Comparing Political Regimes in Russia’s Regions

Thursday, March 31, 2016
4:15 pm
Marshall D. Shulman Seminar Room (1219 IAB, 420 West 118th St.)

Please join the Program on U.S.-Russia Relations at the Harriman Institute for a talk by Nikolay Petrov, Professor and Head of the Laboratory for Regional Development Assessment Methods, Higher School of Economics, Moscow.

Prof. Petrov will discuss his ongoing research project evaluating the level of democracy in Russia’s federal subjects, as well as his new research assessing socio-political tension in Russia’s regions.

Nikolay Petrov is a professor and head of the Laboratory for Regional Development Assessment Methods at the Higher School of Economics, Moscow. For many years, he was scholar-in-residence at the Carnegie Moscow Center, where he directed the Society and Regions project. He also heads the Center for Political-Geographic Research. Petrov is a columnist for the information agency RBC (RosBusinessConsulting), a member of the Program on New Approaches to Research and Security in Eurasia (PONARS Eurasia), a member of the Scientific Advisory Council of the Finnish Institute of International Affairs, and a member of the scientific boards of: The Journal of Power Institutions in Post-Soviet Societies; Russian Politics; Russian Politics & Law; and Region: Regional Studies of Russia, Eastern Europe, and Central AsiaDuring 1990–1995, he served as an advisor to the Russian parliament, government, and presidential administration.

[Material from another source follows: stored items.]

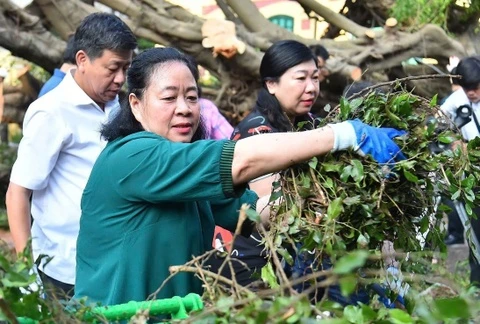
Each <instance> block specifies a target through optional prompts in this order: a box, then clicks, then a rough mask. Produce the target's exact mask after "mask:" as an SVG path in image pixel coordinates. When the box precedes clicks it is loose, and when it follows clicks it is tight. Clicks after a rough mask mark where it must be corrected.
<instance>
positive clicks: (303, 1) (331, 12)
mask: <svg viewBox="0 0 480 324" xmlns="http://www.w3.org/2000/svg"><path fill="white" fill-rule="evenodd" d="M297 2H298V3H300V4H301V5H302V7H308V8H311V9H312V10H313V11H315V13H317V14H318V15H319V16H322V17H323V19H325V21H326V22H328V23H330V24H332V25H335V26H337V27H338V28H340V29H343V30H345V31H347V32H349V33H351V34H352V35H355V36H356V37H364V36H365V33H366V32H367V31H369V30H370V29H369V28H365V27H363V26H360V25H358V24H356V23H355V22H353V21H351V20H350V19H348V18H345V17H344V16H342V15H341V14H339V13H336V12H334V11H332V10H331V9H329V8H328V7H326V6H324V5H322V4H320V3H319V2H317V1H315V0H297Z"/></svg>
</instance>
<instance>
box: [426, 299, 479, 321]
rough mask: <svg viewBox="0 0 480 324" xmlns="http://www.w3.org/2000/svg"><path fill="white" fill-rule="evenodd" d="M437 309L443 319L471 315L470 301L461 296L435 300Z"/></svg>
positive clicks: (467, 315)
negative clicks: (453, 297)
mask: <svg viewBox="0 0 480 324" xmlns="http://www.w3.org/2000/svg"><path fill="white" fill-rule="evenodd" d="M434 303H435V306H436V307H437V311H438V312H439V314H440V316H441V318H442V319H445V318H464V319H468V318H469V317H470V309H469V306H468V303H467V302H466V301H465V300H464V299H463V298H460V297H454V298H445V299H436V300H435V301H434Z"/></svg>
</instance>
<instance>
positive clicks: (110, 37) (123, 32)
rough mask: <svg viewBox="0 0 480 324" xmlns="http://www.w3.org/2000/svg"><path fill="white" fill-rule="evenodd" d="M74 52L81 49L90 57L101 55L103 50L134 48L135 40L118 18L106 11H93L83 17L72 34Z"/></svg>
mask: <svg viewBox="0 0 480 324" xmlns="http://www.w3.org/2000/svg"><path fill="white" fill-rule="evenodd" d="M74 43H75V45H74V49H75V54H76V53H77V52H78V51H80V50H83V51H84V52H85V53H86V54H87V56H88V57H89V58H90V59H92V60H93V59H96V58H98V57H100V56H102V55H103V52H104V51H105V50H110V51H114V52H116V51H125V50H134V49H135V48H136V47H137V40H136V38H135V35H134V34H133V32H132V31H131V30H130V28H129V27H128V26H127V24H125V23H124V22H123V21H122V20H121V19H120V18H118V17H117V16H115V15H113V14H108V13H93V14H90V15H88V16H87V17H85V18H84V19H83V20H82V22H81V23H80V25H79V26H78V28H77V30H76V32H75V36H74Z"/></svg>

Petrov is the author or editor of numerous publications analyzing Russia's political regime, the post-Soviet transformation, the socioeconomic and political development of Russia's regions, democratization, federalism, and elections, among other topics.
His works include the three-volume 1997 Political Almanac of Russia and the annual supplements to it. He is the coauthor and editor of The Dynamics of Russian Politics: Putin’s Reform of Federal-Regional Relations in two volumes (2004, 2005); Irregular triangle: interrelations between authorities, business and society in Russian regions (2010); Russia in 2020: Scenarios for the Future (2011); Russia 2025: Scenarios for the Russian Future (2013); and The State of Russia: What Comes Next (2015.)